Reputation: 5088
Assume I have text strings that look something like this:
A-B-C-I1-I2-D-E-F-I1-I3-D-D-D-D-I1-I1-I2-I1-I1-I3-I3
Here I want to identify sequences of markers (A
is a marker, I3
is a marker etc.) that leads up to a subsequence consisting only of IX
markers (i.e. I1
, I2
, or I3
) that contains an I3
. This subsequence can have a length of 1 (i.e. be a single I3
marker) or it can be of unlimited length, but always needs to contain at least 1 I3
marker, and can only contain IX
markers. In the subsequence that leads up to the IX
subsequence, I1
and I2
can be included, but never I3
.
In the string above I need to identify:
A-B-C-I1-I2-D-E-F
which leads up to the I1-I3
subsequence which contains I3
and
D-D-D-D
which leads up to the I1-I1-I2-I1-I1-I3-I3
subsequence that contains at least 1 I3
.
Here are a few additional examples:
A-B-I3-C-I3
from this string we should identify A-B
because it is followed by a subsequence of 1 that contains I3
, and also C
, because it is followed by a subsequence of 1 that contains I3
.
and:
I3-A-I3
here A
should be identified because it is followed by a subsequence of 1 which contains I3
. The first I3
itself will not be identified, because we are only interested in subsequences that are followed by a subsequence of IX
markers that contains I3
.
How can I write a generic function/regex that accomplishes this task?
Upvotes: 3
Views: 86
Reputation: 174696
Use strsplit
> x <- "A-B-C-I1-I2-D-E-F-I1-I3-D-D-D-D-I1-I1-I2-I1-I1-I3-I3"

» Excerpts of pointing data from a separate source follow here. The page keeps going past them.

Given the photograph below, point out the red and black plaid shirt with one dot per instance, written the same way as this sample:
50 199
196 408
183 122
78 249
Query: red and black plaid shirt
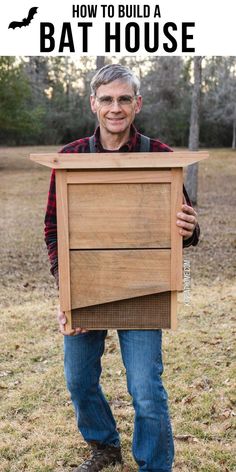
82 145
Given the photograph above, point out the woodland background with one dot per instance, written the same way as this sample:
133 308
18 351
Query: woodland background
44 104
44 100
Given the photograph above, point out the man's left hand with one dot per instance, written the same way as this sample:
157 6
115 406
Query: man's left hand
187 221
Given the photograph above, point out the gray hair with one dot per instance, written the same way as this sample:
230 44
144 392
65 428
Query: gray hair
112 72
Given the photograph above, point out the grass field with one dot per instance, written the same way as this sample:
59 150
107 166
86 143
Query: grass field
38 432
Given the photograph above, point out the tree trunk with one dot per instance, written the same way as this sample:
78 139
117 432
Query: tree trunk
234 129
192 171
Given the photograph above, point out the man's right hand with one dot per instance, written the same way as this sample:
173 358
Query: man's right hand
62 322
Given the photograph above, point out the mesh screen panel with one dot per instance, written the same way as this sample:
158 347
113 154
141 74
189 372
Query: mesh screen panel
147 312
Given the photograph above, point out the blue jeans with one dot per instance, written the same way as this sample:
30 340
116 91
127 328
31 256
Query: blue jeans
153 448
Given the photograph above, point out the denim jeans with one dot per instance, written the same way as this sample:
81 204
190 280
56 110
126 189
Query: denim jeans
153 448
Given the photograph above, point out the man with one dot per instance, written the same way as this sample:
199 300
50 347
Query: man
115 99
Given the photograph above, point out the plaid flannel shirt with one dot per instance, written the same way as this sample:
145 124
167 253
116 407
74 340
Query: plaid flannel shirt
82 145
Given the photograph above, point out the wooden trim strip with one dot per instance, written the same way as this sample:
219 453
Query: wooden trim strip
117 176
173 310
63 243
176 238
118 160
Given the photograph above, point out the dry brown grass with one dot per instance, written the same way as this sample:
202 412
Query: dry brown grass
38 430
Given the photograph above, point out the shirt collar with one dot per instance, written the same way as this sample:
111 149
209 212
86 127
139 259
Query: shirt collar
129 146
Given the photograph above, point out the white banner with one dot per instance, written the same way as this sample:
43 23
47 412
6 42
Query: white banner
91 28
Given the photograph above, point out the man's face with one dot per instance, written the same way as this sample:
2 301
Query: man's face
116 106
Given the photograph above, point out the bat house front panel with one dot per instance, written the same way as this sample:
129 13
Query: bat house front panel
119 215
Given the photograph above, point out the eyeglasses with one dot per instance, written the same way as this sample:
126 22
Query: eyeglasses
123 100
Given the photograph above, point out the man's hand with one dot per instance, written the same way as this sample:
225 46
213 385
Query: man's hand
187 221
62 321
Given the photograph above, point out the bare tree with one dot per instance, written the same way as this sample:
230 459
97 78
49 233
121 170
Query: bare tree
192 172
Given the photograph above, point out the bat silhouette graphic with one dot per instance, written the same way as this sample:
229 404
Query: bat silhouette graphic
25 21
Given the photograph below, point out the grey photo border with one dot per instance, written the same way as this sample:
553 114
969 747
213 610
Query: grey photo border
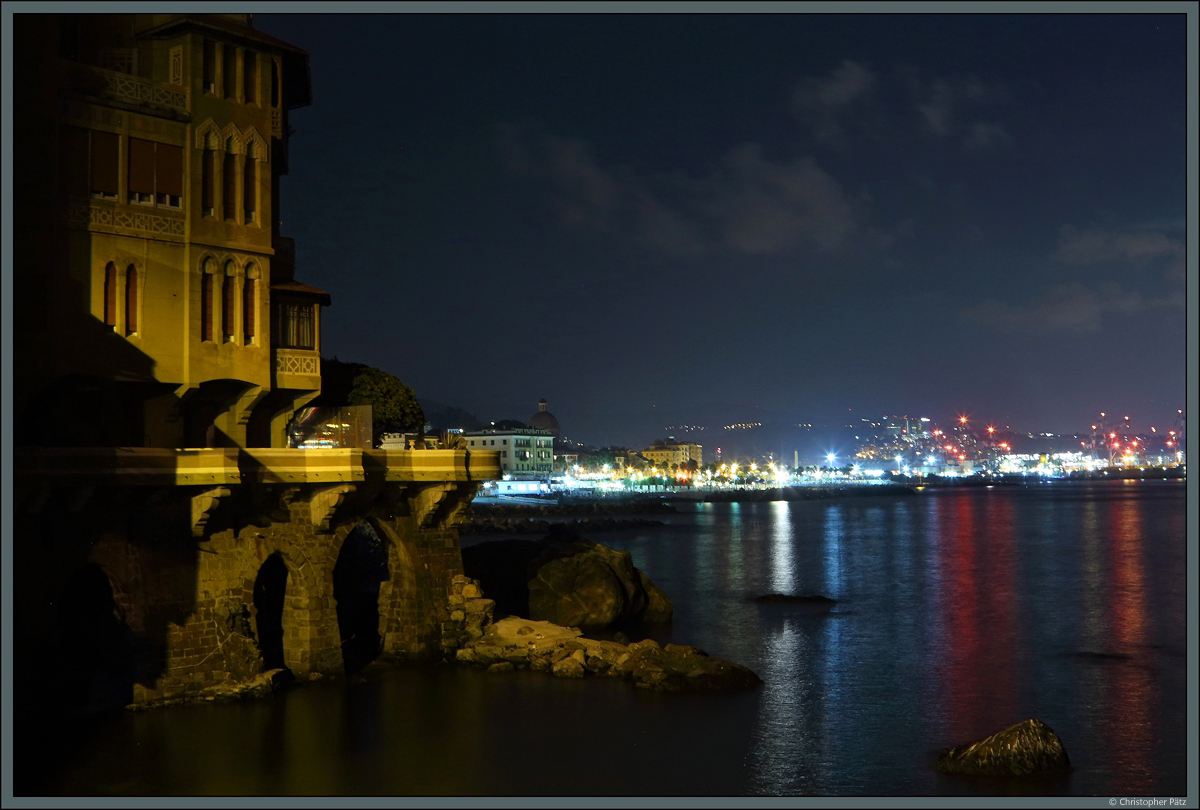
6 357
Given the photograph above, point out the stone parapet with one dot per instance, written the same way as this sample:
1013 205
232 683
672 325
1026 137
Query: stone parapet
225 466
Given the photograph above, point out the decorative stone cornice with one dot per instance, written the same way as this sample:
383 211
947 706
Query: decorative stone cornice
325 501
203 504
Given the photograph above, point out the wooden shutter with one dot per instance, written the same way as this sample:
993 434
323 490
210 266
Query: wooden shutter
169 169
105 162
75 147
141 166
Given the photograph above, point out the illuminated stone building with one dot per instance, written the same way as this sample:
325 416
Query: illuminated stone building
166 539
525 451
159 305
669 451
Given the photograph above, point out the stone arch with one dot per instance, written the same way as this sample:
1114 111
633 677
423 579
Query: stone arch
400 615
233 139
307 622
208 136
267 604
359 570
95 641
256 147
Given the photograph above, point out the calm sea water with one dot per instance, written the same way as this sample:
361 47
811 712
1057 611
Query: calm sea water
958 613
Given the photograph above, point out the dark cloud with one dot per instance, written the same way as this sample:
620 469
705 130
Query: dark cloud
949 107
747 204
1092 246
823 102
1071 307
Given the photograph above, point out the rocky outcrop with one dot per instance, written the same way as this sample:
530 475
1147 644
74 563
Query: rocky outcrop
469 615
565 580
563 652
1025 749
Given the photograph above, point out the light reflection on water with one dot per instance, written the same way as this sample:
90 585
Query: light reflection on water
958 613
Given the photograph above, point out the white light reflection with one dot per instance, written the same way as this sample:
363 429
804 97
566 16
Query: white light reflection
786 759
783 573
834 528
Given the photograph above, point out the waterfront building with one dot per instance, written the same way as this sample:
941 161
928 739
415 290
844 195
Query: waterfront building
544 420
167 541
669 451
148 231
523 451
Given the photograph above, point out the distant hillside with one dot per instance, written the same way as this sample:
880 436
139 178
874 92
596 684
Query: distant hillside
442 417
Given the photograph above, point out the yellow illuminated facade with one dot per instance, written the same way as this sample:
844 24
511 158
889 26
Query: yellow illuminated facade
155 297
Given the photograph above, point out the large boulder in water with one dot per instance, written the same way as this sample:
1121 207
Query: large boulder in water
1025 749
567 580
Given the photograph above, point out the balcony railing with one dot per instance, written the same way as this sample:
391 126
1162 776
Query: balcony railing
231 466
127 89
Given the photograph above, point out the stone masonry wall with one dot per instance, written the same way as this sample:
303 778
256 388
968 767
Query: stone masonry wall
186 604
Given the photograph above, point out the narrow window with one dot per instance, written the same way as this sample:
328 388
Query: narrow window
111 295
207 304
141 171
210 66
231 72
229 179
208 181
227 299
168 175
249 187
250 77
247 306
103 169
294 327
131 300
155 173
75 149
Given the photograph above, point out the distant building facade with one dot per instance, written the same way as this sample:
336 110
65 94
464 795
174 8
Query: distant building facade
669 451
544 420
525 451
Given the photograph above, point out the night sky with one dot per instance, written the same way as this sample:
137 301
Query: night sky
667 220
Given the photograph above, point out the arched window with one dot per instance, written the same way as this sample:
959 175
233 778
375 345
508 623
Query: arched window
208 181
111 294
210 66
228 285
250 77
250 185
229 70
229 180
131 300
207 275
249 304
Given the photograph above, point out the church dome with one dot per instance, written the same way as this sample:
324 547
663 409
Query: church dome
544 420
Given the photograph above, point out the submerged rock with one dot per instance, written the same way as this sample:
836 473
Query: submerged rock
564 653
1021 750
567 580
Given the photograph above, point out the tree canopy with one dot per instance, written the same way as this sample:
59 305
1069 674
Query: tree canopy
394 407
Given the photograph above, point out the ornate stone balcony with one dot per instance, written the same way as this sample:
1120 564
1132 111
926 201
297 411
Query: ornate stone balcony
232 466
130 90
297 369
71 478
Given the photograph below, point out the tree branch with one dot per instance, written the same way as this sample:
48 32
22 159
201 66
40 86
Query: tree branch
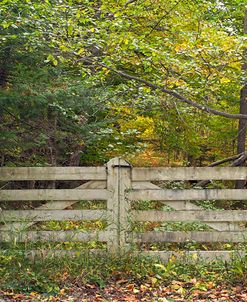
174 94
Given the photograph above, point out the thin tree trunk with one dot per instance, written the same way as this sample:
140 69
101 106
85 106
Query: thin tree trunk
243 110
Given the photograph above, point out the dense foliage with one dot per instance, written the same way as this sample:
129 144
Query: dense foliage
64 97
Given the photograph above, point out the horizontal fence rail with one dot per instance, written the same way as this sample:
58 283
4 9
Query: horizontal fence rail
206 194
120 187
52 173
189 173
203 216
54 194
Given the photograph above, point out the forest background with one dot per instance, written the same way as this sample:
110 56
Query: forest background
84 81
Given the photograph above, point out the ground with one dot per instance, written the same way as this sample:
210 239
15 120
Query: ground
122 290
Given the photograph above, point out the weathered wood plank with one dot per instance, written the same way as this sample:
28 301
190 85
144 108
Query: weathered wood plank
187 205
46 215
54 194
52 173
205 215
193 194
195 255
189 173
176 236
54 236
55 205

> strsplit(x, "(?:-?I\\d+)*-?\\bI3-?(?:I\\d+-?)*")
[[1]]
[1] "A-B-C-I1-I2-D-E-F" "D-D-D-D"
> strsplit("A-B-I3-C-I3", "(?:-?I\\d+)*-?\\bI3\\b-?(?:I\\d+-?)*")
[[1]]
[1] "A-B" "C"
or
> strsplit("A-B-I3-C-I3", "(?:-?I\\d+)*-?\\bI3\\b-?(?:I3-?)*")
[[1]]
[1] "A-B" "C"
Upvotes: 4
Reputation: 107287
You can identify the sequences which contains I3
with following regex :
(?:I\\d-?)*I3(?:-?I\\d)*
So you can split your text with this regex to get the desire result.
See demo https://regex101.com/r/bJ3iA3/4
Upvotes: 1
Reputation: 850
Try the following expression: (.*?)(?:I[0-9]-)*I3(?:-I[0-9])*
.
See the match groups:
https://regex101.com/r/yA6aV9/1
Upvotes: 0